Yes, there has been much brinkmanship, particularly on Kim Jong Un’s part, but the actual lives of his citizens and their neighbors have not changed in 5777, even when his words unsettled America and his missiles overflew Japan.
Similarly, the year’s crop of terrorist attacks, which ranged from Berlin’s Christmas market (12 dead) and Istanbul’s Reina night club (39) to the Manchester Arena (22) and Barcelona’s La Rambla pedestrian mall (15), represented no break from recent years’ norm, whereby Islamists habitually storm the rest of mankind. Our person of the year will therefore not be related to this scourge either.
It follows that 5777’s person of the year is an Israeli.
OUR MOST natural candidate is Amnon Shashua, the computer scientist at the heart of Intel Corporation’s $15-billion purchase of Mobileye, the Jerusalem-based driver-assistance systems developer that Shashua and colleague Zvi Aviram established in 1998.

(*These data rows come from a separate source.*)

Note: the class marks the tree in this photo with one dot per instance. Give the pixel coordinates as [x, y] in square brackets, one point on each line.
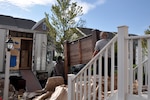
[144, 42]
[62, 22]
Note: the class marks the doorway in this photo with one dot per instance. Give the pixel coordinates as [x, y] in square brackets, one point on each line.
[26, 54]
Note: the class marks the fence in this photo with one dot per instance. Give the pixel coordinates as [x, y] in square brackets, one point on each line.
[89, 84]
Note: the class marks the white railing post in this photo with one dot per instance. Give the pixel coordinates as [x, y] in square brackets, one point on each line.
[70, 87]
[122, 62]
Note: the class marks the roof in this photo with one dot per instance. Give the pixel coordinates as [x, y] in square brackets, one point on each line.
[16, 22]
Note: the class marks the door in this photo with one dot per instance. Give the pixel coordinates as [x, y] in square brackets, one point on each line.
[26, 54]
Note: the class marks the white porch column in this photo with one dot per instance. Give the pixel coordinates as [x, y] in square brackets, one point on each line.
[122, 62]
[70, 87]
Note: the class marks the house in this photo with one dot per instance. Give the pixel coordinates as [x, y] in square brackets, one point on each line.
[30, 50]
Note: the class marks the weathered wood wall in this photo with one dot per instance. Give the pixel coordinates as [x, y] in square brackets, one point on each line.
[79, 51]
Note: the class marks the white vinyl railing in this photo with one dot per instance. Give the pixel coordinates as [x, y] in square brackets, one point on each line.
[133, 83]
[89, 84]
[140, 72]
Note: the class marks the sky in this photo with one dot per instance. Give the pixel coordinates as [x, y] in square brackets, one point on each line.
[104, 15]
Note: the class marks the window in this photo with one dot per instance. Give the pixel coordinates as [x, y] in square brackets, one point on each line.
[44, 26]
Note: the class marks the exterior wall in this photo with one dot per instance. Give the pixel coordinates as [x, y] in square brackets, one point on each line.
[40, 51]
[3, 33]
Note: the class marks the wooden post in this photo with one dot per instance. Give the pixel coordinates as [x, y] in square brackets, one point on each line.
[80, 51]
[95, 37]
[7, 68]
[66, 59]
[70, 87]
[122, 62]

Yet the deal, dramatic though it was, took place years after Shashua and his firm devised the collision-prevention technology that impressed Intel, and years before he hopefully realizes Intel’s great expectations concerning the driverless car. In terms of his impact in 5777, then, Shashua cannot be our person of the year.

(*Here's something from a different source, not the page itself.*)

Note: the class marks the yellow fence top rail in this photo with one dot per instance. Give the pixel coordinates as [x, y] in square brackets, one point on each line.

The same goes for the political sphere, which was dominated by the investigations surrounding the prime minister and his wife. Here, too, due to the lack of finality, one is at a loss to crown as person of the year anyone related to this saga, from attorneys and journalists to cops and alleged thieves.

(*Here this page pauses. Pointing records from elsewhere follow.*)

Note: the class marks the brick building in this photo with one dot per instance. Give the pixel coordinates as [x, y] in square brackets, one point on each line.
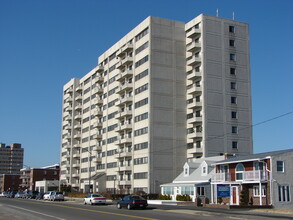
[9, 182]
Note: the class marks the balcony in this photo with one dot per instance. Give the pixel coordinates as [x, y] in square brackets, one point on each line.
[98, 90]
[97, 160]
[193, 46]
[193, 60]
[193, 33]
[78, 89]
[194, 104]
[78, 98]
[126, 48]
[78, 107]
[194, 135]
[77, 127]
[76, 165]
[98, 136]
[125, 100]
[98, 112]
[123, 141]
[124, 87]
[124, 62]
[78, 117]
[100, 68]
[194, 75]
[194, 89]
[97, 124]
[77, 136]
[248, 176]
[97, 148]
[122, 75]
[194, 120]
[70, 90]
[74, 175]
[98, 101]
[69, 118]
[123, 155]
[124, 182]
[125, 168]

The Israeli year also produced no extraordinary cultural, scientific or athletic achievement, a reflection of 5777’s uneventfulness along the borders from which we quietly followed other people’s wars.
In such years, we turn not to people who shaped the year, but to ones who symbolized something that should be meaningful to all of us, the way this column crowned Nobel laureate Ada Yonat in 5770, or fallen soldier Nikolai Rappaport in 5758.
Such a man did emerge in our midst in 5777, and, as would befit this type of person of the year, hardly anyone knew his name outside the narrow circle in which he built a successful career cut short by a very improbable act of social bravery.
BORN AND raised in what then was an impoverished, drab and angry Kiryat Shmona, the 51-year-old Yigal Guetta was a product, tool, and victim of Israel’s social divides.
The remote and humble setting in which the son of immigrants from Libya was raised offered but a fraction of the opportunities that awaited better-born Israelis. Worse, when he was eight, his family’s northern exposure cost it the lives of his brother and sister-in-law, when terrorists who crossed the nearby border gunned down residents in two apartment buildings on Yehuda Halevi Street, killing 18.
With Katyusha salvos a routine part of his subsequent childhood, Guetta matured in a town where many felt forgotten by Israel’s secularist, Ashkenazi, and wealthy elite. This was the socially neglected, economically parched, and politically virgin soil in which Shas would sink its roots, the soil that Guetta – an unassuming yeshiva graduate, infantry private and MBA – was destined to till.
A confidant of Arye Deri, Guetta quietly rose from city councilman in Bnei Brak to CEO of Elad’s municipality before becoming a lawmaker. His future was more secure than most Israelis’ when his nephew invited him to his and his boyfriend’s wedding.
Forced to choose between the sectarianism he served and the fraternity he felt – Guetta chose fraternity.
Guetta did not abandon his religious opposition to homosexuality. He only drew the borders of its intensity, discounting the rabbinical wrath he provoked, and upholding the instincts of humanity, decency and common sense.
In doing so, this unpretentious Middle Israeli showed all Israeli fanatics – from religious parents who disown secularizing children, to anti-occupation activists who won’t cross the Green Line for a sibling’s wedding – how to distinguish between civil debate and civil war.
That is why Yigal Guetta is our person of the year.